Great Science Fiction Stories About Mars
- Dust-jacket from the first edition
- Author: Edited by T. E. Dikty
- Language: English
- Genre: Science fiction
- Publisher: Fredrick Fell
- Publication date: 1966
- Publication place: United States
- Media type: Print (hardback)
- Pages: 187

= Great Science Fiction Stories About Mars =

1966 short story anthology

Great Science Fiction Stories About Mars is a 1966 anthology of science fiction short stories edited by T. E. Dikty and published by Fredrick Fell.

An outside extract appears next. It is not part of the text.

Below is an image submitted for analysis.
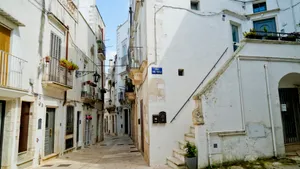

Most of the stories had originally appeared in the magazines Startling Stories, Argosy, Thrilling Wonder Stories, Amazing Stories, Super Science Stories and Astounding SF.

==Contents==

- "The Red Planet", by T. E. Dikty
- "The Sound of Bugles", by Robert Moore Williams
- "Non-Stop to Mars", by Jack Williamson
- "The First Martian", by A. E. van Vogt
- "Via Etherline", by Eando Binder
- "Tin Lizzie", by Randall Garrett
- "Under the Sand-Seas", by Oliver E. Saari
- "Omnilingual", by H. Beam Piper

==Reception==
Algis Budrys of Galaxy Science Fiction said that "You may be rather surprised at how much pleasure you get out of this mediocre book" and "I expect you will enjoy it too".